When do limits of subsequences coincide with limit points of the sequence?

Question

It is known that in a first countable space, any limit point $c$ of a sequence $x_n$ is the limit of some subsequence of $x_n$. This is not true in general as noted in this previous question Accumulation points of sequences as limits of subsequences?.

My question is, does the converse hold? I.e., if a space $X$ has the property that for any sequence $x_n \in X$, every limit point of the sequence is the limit of some subsequence, does it follow that $X$ is first countable?

If not, does this property coincide with some other known notion? If it does coincide with some other known notion, I'd expect that it would be Urysohn-Frechet or sequential spaces, but I haven't been able to prove that.

Answer 1

The converse does not hold. Let $X=\omega_1+1=\omega_1\cup\{\omega_1\}$, where $\omega_1$ is the first uncountable ordinal, equipped with the order topology. We claim this has the property described. Indeed, if $x$ is a limit point of $x_n$ and $x\neq \omega_1$, then $\{(y,x]\mid y<x\}$ forms a countable base at $x$ and we can deduce the property from that.

On the other hand if $\omega_1$ is a limit point for $x_n$ then $x_n$ must frequently equal $\omega_1$. To see this, observe that otherwise there is some $N$ for which $\{x_n\mid n> N\}\cap \{\omega_1\}=\emptyset$, but then $\alpha=\bigcup_{n>N}x_n$ is a countable ordinal, hence less than $\omega$, and so $$\{x_n\mid n> N\}\cap (\alpha,\omega_1]=\emptyset\text{,}$$ contradicting the assumption that $\omega_1$ is a limit point.

Since $x_n$ is frequently equal to $\omega_1$, we certainly have a subsequence that is constantly equal to $\omega_1$ and thus converges.

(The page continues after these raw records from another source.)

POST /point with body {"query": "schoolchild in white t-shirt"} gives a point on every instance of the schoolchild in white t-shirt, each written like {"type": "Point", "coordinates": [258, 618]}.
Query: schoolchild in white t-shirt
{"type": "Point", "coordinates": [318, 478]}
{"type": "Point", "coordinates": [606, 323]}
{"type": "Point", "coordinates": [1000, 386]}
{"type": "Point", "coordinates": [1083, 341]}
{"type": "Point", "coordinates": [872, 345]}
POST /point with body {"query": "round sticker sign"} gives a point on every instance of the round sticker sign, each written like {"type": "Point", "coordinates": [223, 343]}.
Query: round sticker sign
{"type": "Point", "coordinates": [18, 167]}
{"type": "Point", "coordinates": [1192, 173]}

Note that $X$ is not first countable, as $\omega_1$ has no countable base. Moreover, $X$ is not a Fréchet–Urysohn space, nor a sequential space of any type at all, since $\{x\in X\mid x<\omega_1\}$ is sequentially closed but not closed.

Thus while I do not know if there is some other characterization for this property, it is not one of the ones mentioned.